Según Gestión, el Banco Central de Reserva del Perú (BCRP) ha registrado una probabilidad de 63% de que se presente un Fenómeno de El Niño (FEN) de intensidad muy fuerte entre noviembre de 2026 y enero de 2027. Este escenario se sitúa entre los más intensos registrados desde 1950, destacando la gravedad del posible evento. Las autoridades encargadas de monitorear el fenómeno han confirmado que tanto el FEN global en el Pacífico Central como el FEN costero ya han comenzado, aunque su impacto más significativo se proyecta en el verano 2026-2027. El Enfen, en su último informe, indica que la magnitud del fenómeno será fuerte hasta octubre, luego disminuirá a moderada en noviembre, y en el periodo de diciembre 2026 a marzo 2027 volverá a alcanzar niveles fuertes o moderados. Este ciclo de variabilidad climática plantea una incertidumbre directa sobre la estabilidad de sectores clave, especialmente en la agricultura, el turismo y las cadenas de abastecimiento.
Daniel Velandia, economista jefe de Credicorp Capital, advierte que las proyecciones climáticas no alcanzan su estabilidad hasta septiembre, momento en el que las tendencias comienzan a consolidarse. Él subraya que los cambios mensuales en las probabilidades son significativos, por lo que los actores económicos deben mantenerse atentos y preparados. En contrapartida, Hugo Perea, de BBVA Research Perú, señala que ya se ha integrado el impacto del FEN en las proyecciones económicas del año. Aunque aún no se ha cuantificado con precisión, el análisis considera una reducción de 0.6 puntos porcentuales en el crecimiento del Producto Bruto Interno (PBI), que sería de 3.1% en 2026. Este ajuste se basa en la actualización de que el FEN costero ya está en marcha, lo que implica una exposición real a condiciones climáticas adversas.
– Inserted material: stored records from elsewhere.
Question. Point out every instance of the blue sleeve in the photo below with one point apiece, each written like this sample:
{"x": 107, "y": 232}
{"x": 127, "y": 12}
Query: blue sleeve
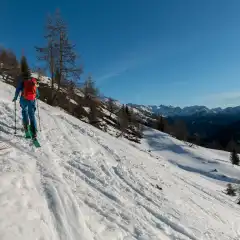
{"x": 38, "y": 94}
{"x": 19, "y": 88}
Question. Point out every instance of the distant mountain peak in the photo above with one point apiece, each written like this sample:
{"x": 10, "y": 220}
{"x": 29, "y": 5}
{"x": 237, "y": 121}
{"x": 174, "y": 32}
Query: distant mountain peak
{"x": 169, "y": 111}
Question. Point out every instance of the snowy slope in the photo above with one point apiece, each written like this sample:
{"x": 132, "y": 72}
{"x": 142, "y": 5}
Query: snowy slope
{"x": 85, "y": 184}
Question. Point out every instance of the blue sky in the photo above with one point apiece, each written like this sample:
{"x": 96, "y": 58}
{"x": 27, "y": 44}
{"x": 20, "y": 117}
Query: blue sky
{"x": 173, "y": 52}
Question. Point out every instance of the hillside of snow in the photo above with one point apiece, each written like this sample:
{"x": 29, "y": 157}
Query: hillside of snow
{"x": 84, "y": 184}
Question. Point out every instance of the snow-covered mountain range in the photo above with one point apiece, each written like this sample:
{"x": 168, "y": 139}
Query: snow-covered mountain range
{"x": 169, "y": 111}
{"x": 85, "y": 184}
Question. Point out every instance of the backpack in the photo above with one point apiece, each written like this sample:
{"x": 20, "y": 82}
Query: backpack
{"x": 30, "y": 89}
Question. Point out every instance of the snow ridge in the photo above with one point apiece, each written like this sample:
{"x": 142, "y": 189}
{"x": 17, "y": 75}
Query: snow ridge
{"x": 85, "y": 184}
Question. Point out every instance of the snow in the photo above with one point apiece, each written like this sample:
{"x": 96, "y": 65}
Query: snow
{"x": 85, "y": 184}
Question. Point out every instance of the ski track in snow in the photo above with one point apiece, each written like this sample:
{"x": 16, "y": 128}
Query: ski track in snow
{"x": 84, "y": 184}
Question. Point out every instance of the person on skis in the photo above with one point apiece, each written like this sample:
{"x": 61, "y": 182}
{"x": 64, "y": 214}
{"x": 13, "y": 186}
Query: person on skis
{"x": 27, "y": 85}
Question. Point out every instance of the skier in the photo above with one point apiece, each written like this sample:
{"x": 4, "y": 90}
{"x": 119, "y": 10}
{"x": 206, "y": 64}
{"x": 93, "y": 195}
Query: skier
{"x": 29, "y": 92}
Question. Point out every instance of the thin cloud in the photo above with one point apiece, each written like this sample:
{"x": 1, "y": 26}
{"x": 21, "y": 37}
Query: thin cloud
{"x": 224, "y": 99}
{"x": 111, "y": 75}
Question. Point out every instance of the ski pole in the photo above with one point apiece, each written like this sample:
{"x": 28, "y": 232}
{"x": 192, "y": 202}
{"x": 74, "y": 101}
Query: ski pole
{"x": 15, "y": 117}
{"x": 39, "y": 117}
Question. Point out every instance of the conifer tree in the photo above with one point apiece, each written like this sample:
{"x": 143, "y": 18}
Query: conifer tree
{"x": 25, "y": 71}
{"x": 234, "y": 158}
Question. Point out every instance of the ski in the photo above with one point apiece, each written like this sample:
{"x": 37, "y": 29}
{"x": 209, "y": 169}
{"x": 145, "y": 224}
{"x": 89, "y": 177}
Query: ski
{"x": 28, "y": 135}
{"x": 36, "y": 142}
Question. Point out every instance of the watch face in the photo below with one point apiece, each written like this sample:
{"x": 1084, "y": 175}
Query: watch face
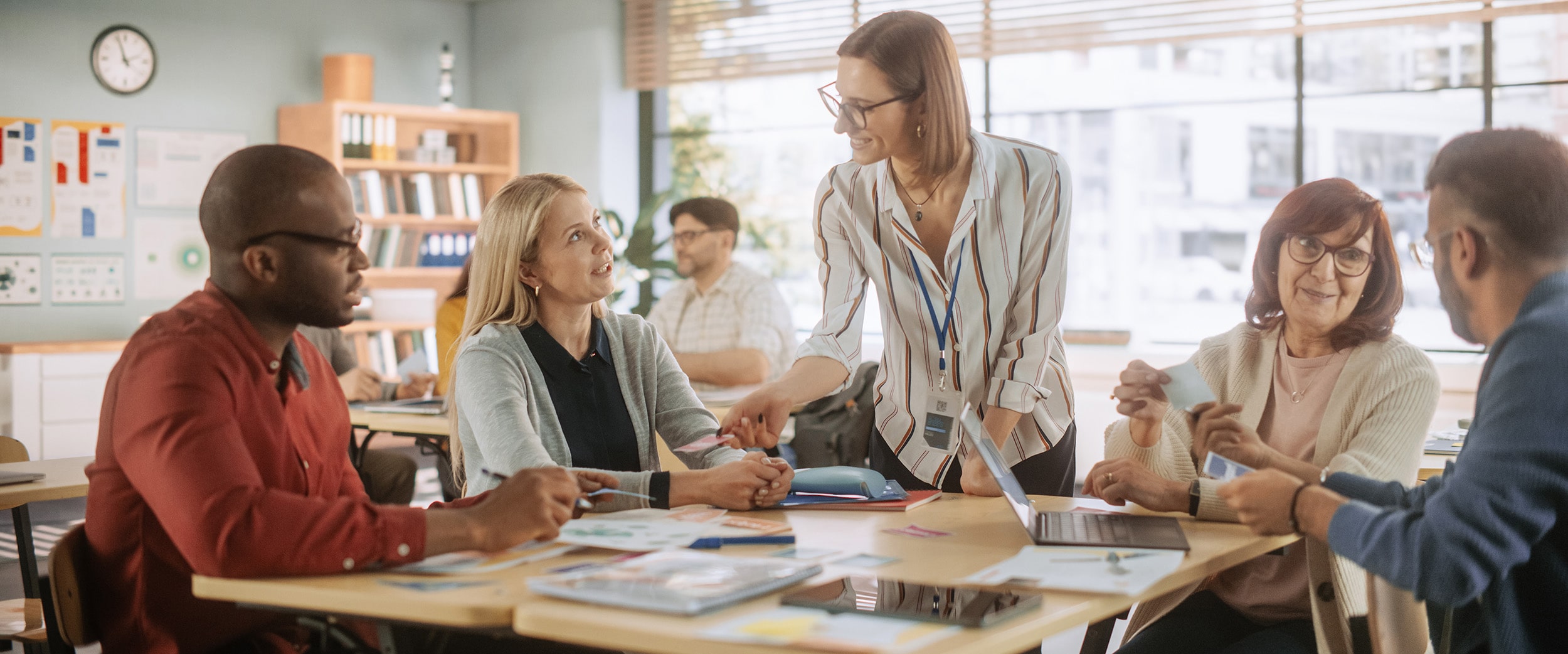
{"x": 123, "y": 60}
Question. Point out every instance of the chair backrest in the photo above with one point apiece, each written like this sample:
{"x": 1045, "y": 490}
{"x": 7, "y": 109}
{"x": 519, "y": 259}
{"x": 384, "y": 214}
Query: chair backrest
{"x": 11, "y": 451}
{"x": 68, "y": 587}
{"x": 1396, "y": 620}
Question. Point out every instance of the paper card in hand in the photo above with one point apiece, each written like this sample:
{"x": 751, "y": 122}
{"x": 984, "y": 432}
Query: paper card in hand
{"x": 1187, "y": 388}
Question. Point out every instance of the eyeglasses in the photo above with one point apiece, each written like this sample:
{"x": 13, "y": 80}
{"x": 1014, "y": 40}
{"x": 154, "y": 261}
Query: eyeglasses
{"x": 339, "y": 245}
{"x": 850, "y": 110}
{"x": 1306, "y": 250}
{"x": 1424, "y": 252}
{"x": 684, "y": 239}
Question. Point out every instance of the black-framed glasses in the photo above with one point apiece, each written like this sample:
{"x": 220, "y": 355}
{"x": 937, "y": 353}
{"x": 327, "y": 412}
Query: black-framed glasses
{"x": 684, "y": 239}
{"x": 341, "y": 247}
{"x": 1306, "y": 250}
{"x": 850, "y": 110}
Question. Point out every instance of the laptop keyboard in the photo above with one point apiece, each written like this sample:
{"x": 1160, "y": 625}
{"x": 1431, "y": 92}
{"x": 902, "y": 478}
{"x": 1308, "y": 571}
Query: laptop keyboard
{"x": 1087, "y": 527}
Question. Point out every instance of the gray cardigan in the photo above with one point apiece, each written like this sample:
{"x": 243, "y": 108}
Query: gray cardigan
{"x": 507, "y": 422}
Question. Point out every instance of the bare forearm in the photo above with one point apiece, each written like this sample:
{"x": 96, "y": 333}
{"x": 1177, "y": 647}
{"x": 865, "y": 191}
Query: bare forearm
{"x": 726, "y": 367}
{"x": 811, "y": 378}
{"x": 1315, "y": 510}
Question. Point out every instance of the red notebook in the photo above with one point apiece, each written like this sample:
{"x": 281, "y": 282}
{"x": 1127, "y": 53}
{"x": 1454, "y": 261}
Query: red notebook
{"x": 916, "y": 499}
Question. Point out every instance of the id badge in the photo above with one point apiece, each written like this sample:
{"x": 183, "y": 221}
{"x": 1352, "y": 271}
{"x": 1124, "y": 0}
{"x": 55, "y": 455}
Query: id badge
{"x": 941, "y": 419}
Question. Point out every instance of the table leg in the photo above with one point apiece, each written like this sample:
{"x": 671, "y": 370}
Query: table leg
{"x": 1098, "y": 636}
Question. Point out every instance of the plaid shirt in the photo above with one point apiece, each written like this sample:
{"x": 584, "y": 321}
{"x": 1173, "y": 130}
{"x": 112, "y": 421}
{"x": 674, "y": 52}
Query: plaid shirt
{"x": 744, "y": 309}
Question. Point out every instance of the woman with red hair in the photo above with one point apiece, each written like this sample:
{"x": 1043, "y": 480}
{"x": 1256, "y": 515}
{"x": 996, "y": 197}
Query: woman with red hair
{"x": 1315, "y": 382}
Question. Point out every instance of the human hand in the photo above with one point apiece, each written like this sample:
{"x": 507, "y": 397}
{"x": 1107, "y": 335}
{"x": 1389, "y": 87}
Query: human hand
{"x": 361, "y": 385}
{"x": 976, "y": 477}
{"x": 531, "y": 505}
{"x": 1219, "y": 432}
{"x": 1142, "y": 399}
{"x": 775, "y": 491}
{"x": 593, "y": 480}
{"x": 418, "y": 385}
{"x": 733, "y": 485}
{"x": 1263, "y": 501}
{"x": 756, "y": 419}
{"x": 1121, "y": 480}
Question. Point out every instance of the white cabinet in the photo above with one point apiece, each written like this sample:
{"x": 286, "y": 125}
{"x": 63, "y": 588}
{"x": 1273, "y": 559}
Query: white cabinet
{"x": 51, "y": 394}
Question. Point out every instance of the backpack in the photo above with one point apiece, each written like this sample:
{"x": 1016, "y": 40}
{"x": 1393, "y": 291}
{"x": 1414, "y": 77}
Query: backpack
{"x": 836, "y": 430}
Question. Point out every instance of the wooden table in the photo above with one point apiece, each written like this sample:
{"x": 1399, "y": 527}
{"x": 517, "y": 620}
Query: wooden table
{"x": 63, "y": 477}
{"x": 983, "y": 530}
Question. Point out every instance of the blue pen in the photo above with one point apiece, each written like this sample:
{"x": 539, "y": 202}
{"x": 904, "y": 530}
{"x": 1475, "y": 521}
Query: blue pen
{"x": 717, "y": 542}
{"x": 582, "y": 502}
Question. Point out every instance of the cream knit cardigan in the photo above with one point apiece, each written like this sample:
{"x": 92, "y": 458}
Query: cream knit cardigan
{"x": 1374, "y": 426}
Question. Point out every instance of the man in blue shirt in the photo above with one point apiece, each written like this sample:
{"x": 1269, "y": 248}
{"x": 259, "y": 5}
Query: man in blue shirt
{"x": 1485, "y": 539}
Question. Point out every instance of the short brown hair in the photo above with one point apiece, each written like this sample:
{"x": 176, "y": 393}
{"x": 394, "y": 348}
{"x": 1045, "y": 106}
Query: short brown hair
{"x": 1321, "y": 208}
{"x": 1515, "y": 181}
{"x": 714, "y": 212}
{"x": 919, "y": 58}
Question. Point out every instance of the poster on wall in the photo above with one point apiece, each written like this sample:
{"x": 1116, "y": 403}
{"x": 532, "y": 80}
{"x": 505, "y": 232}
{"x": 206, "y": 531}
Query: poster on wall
{"x": 21, "y": 178}
{"x": 173, "y": 167}
{"x": 88, "y": 180}
{"x": 87, "y": 278}
{"x": 171, "y": 258}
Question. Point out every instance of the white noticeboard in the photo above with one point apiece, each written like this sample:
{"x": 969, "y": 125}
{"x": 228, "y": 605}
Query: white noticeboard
{"x": 171, "y": 258}
{"x": 87, "y": 278}
{"x": 88, "y": 180}
{"x": 173, "y": 167}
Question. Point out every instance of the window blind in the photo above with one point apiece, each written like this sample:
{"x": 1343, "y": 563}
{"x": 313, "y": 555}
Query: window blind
{"x": 675, "y": 41}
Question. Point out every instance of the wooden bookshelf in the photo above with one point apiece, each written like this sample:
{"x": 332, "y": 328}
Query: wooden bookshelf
{"x": 487, "y": 149}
Para el lector peruano, este escenario no es solo un dato técnico, sino una alerta sobre la vulnerabilidad de economías que dependen fuertemente de condiciones climáticas. Los sectores como el agro, la pesca y las zonas rurales, que ya enfrentan presiones estructurales, podrían verse profundamente afectados. Además, las cadenas de suministro y los precios de alimentos pueden volverse menos estables, generando presiones en el poder adquisitivo. Es fundamental que tanto gobiernos como familias evalúen estos riesgos, no solo como eventos futuros, sino como factores que pueden influir directamente en el día a día. La preparación no debe esperar a que el fenómeno se materialice, sino comenzar ahora con estrategias de diversificación, reservas y planificación más rigurosa. En un contexto de escasez de recursos y cambios climáticos acelerados, una visión proactiva es la mejor herramienta para proteger el bienestar económico nacional.